The real problem is that model checking isn’t consistent across all 4 of the models being used, since machine learning models either:

  1. Lack the same model checks outright

  2. Have them placed somewhere so un-intuitive that documentation couldn’t rescue me this time

# Compare expected number of zeros to observed 
# Observed number of zeros
length(which(df.aph$EGA == 0))
## [1] 125
# Expected number of sites with zero counts under m1 (Poisson distribution)
mu <- predict(m1, type="response", newdata=df.aph)
## Using 100 trees...
sum(exp(-mu))
## [1] 7.412335
# Expected number of sites with zero counts under m2 (Poisson distribution)
mu <- predict(m2, type="vector", newdata=df.aph)
sum(exp(-mu))
## [1] 95.46695
# Expected number of sites with zero counts under m3 (Negative binomial distribution)
mu <- predict(m3, type="response", newdata=df.aph)
sum(exp(-mu))
## [1] 87.26908
# Expected number of sites with zero counts under m4 (Zero inflated Poisson)
mu <- exp(predict(m4)[,1])
p <- 1/(1+exp(-predict(m4)[,2]))
sum(p*exp(-mu) + (1-p))
## [1] 215.5657

From the perspective of predicting zeros, the zero-inflated Poisson is significantly better than the rest. The gradient boosted Poisson is actually awful at predicting zeros, and my guess would be that it smoothed out all of the data across every available point. While this makes a lot of sense for something like a spatial heat map, it’s pretty terrible for deciding if we should or should not go sample an area.

One could argue that it’s possible the scientists performing the sampling were more prone to error in their sampling than they were in their selection process for areas of Kansas, but that would only make sense if their sole sampling goal was EGA.

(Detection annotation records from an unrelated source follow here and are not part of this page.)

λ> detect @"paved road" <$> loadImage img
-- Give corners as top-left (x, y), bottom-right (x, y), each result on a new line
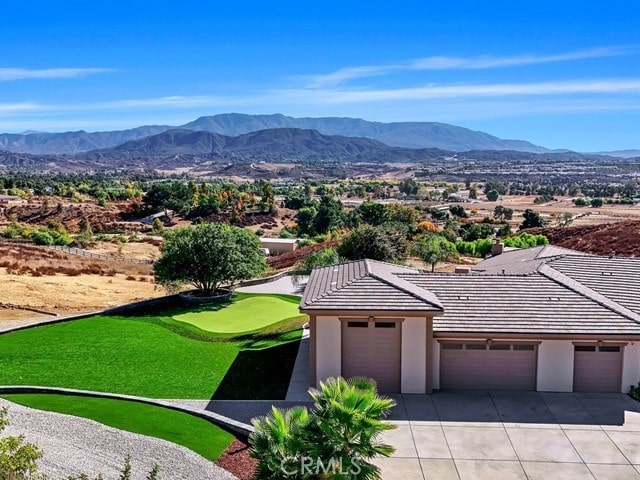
top-left (236, 275), bottom-right (308, 296)
top-left (377, 392), bottom-right (640, 480)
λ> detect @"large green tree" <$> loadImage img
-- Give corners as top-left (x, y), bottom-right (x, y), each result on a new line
top-left (337, 224), bottom-right (408, 262)
top-left (412, 235), bottom-right (458, 272)
top-left (154, 223), bottom-right (266, 295)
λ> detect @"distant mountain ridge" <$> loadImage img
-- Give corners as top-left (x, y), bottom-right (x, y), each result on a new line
top-left (80, 128), bottom-right (449, 164)
top-left (0, 113), bottom-right (549, 154)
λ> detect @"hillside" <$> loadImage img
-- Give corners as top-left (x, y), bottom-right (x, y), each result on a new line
top-left (0, 113), bottom-right (548, 155)
top-left (528, 220), bottom-right (640, 257)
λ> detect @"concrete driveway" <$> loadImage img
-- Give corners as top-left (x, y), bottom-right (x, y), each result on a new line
top-left (376, 392), bottom-right (640, 480)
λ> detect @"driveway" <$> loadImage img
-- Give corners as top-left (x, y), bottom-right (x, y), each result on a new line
top-left (376, 392), bottom-right (640, 480)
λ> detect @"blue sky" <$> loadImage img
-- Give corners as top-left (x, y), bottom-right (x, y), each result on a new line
top-left (0, 0), bottom-right (640, 151)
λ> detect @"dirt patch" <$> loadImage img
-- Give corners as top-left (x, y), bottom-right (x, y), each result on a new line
top-left (528, 220), bottom-right (640, 257)
top-left (0, 243), bottom-right (165, 319)
top-left (216, 440), bottom-right (258, 480)
top-left (87, 240), bottom-right (161, 260)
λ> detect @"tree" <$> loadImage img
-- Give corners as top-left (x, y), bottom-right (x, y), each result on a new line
top-left (449, 205), bottom-right (469, 218)
top-left (260, 180), bottom-right (276, 212)
top-left (151, 217), bottom-right (164, 233)
top-left (296, 207), bottom-right (318, 235)
top-left (0, 407), bottom-right (44, 480)
top-left (520, 208), bottom-right (545, 230)
top-left (313, 195), bottom-right (345, 234)
top-left (487, 188), bottom-right (500, 202)
top-left (412, 235), bottom-right (458, 272)
top-left (353, 202), bottom-right (389, 227)
top-left (337, 224), bottom-right (407, 262)
top-left (293, 248), bottom-right (341, 275)
top-left (398, 178), bottom-right (420, 195)
top-left (249, 378), bottom-right (395, 480)
top-left (154, 223), bottom-right (266, 295)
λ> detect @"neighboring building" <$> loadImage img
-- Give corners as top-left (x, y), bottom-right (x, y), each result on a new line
top-left (300, 246), bottom-right (640, 393)
top-left (260, 237), bottom-right (300, 255)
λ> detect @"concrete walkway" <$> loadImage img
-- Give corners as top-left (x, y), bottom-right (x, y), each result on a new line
top-left (236, 275), bottom-right (308, 295)
top-left (376, 392), bottom-right (640, 480)
top-left (285, 330), bottom-right (311, 402)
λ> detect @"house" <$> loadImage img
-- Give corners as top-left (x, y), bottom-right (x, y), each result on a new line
top-left (300, 246), bottom-right (640, 393)
top-left (260, 237), bottom-right (300, 255)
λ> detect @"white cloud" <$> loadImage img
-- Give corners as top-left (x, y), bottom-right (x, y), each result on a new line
top-left (0, 68), bottom-right (116, 82)
top-left (302, 47), bottom-right (637, 88)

Graphical diagnostics are my preference, they’re comfortable and tell me a lot more about what’s going on with my models than regression diagnostics (for now). As it was pointed out in class, stick with what you know and get an outside consult.

Grass Graphics

Working title was “Grassphics”.

I’ll save discussion on these for the end, since there’s so many of them.

# gbm predictions
df.pred.tmp <- data.frame(EGA = NA,
                          year = df.aph$year,
                          long = df.aph$long,
                          lat = df.aph$lat,
                          grass.perc = df.aph$grass.perc,
                          cul.perc = df.aph$cul.perc)

df.pred.tmp$EGA <- predict.gbm(m1, newdata=df.pred.tmp, type="response")
## Using 100 trees...
# reformat predictions for shapefile plotting
pts.sample <- data.frame(long = df.aph$long,lat = df.aph$lat, 
                         count = df.pred.tmp$EGA,
                         t = df.aph$year)
coordinates(pts.sample) =~ long + lat
proj4string(pts.sample) <- CRS("+proj=longlat +datum=WGS84 +no_defs +ellps=WGS84 +towgs84=0,0,0")

# plot expected counts of EGA
par(mar=c(5.1, 4.1, 4.1, 8.1), xpd=TRUE)
plot(sf.kansas,main="Expected Abundance of English Grain Aphid")
points(pts.sample[,1],col=rgb(0.4,0.8,0.5,0.9),pch=ifelse(pts.sample$count>0,20,4),cex=pts.sample$count/50+0.5)
legend("right",inset=c(-0.25,0),legend = c(0,1,10,20,40,60), bty = "n", text.col = "black", 
       pch=c(4,20,20,20,20,20), cex=1.3,pt.cex=c(0,1,10,20,40,60)/50+0.5,col=rgb(0.4,0.8,0.5,0.9))

# rpart predictions
df.pred.tmp <- data.frame(EGA = NA,
                          year = df.aph$year,
                          long = df.aph$long,
                          lat = df.aph$lat,
                          grass.perc = df.aph$grass.perc,
                          cul.perc = df.aph$cul.perc)

df.pred.tmp$EGA <- predict(m2, newdata=df.pred.tmp, type="vector")

# reformat predictions for shapefile plotting
pts.sample <- data.frame(long = df.aph$long,lat = df.aph$lat, 
                         count = df.pred.tmp$EGA,
                         t = df.aph$year)
coordinates(pts.sample) =~ long + lat
proj4string(pts.sample) <- CRS("+proj=longlat +datum=WGS84 +no_defs +ellps=WGS84 +towgs84=0,0,0")

# plot expected counts of EGA
par(mar=c(5.1, 4.1, 4.1, 8.1), xpd=TRUE)
plot(sf.kansas,main="Expected Abundance of English Grain Aphid")
points(pts.sample[,1],col=rgb(0.4,0.8,0.5,0.9),pch=ifelse(pts.sample$count>0,20,4),cex=pts.sample$count/50+0.5)
legend("right",inset=c(-0.25,0),legend = c(0,1,10,20,40,60), bty = "n", text.col = "black", 
       pch=c(4,20,20,20,20,20), cex=1.3,pt.cex=c(0,1,10,20,40,60)/50+0.5,col=rgb(0.4,0.8,0.5,0.9))

# negative binomial predictions
df.pred.tmp <- data.frame(EGA = NA,
                          year = df.aph$year,
                          long = df.aph$long,
                          lat = df.aph$lat,
                          grass.perc = df.aph$grass.perc,
                          cul.perc = df.aph$cul.perc)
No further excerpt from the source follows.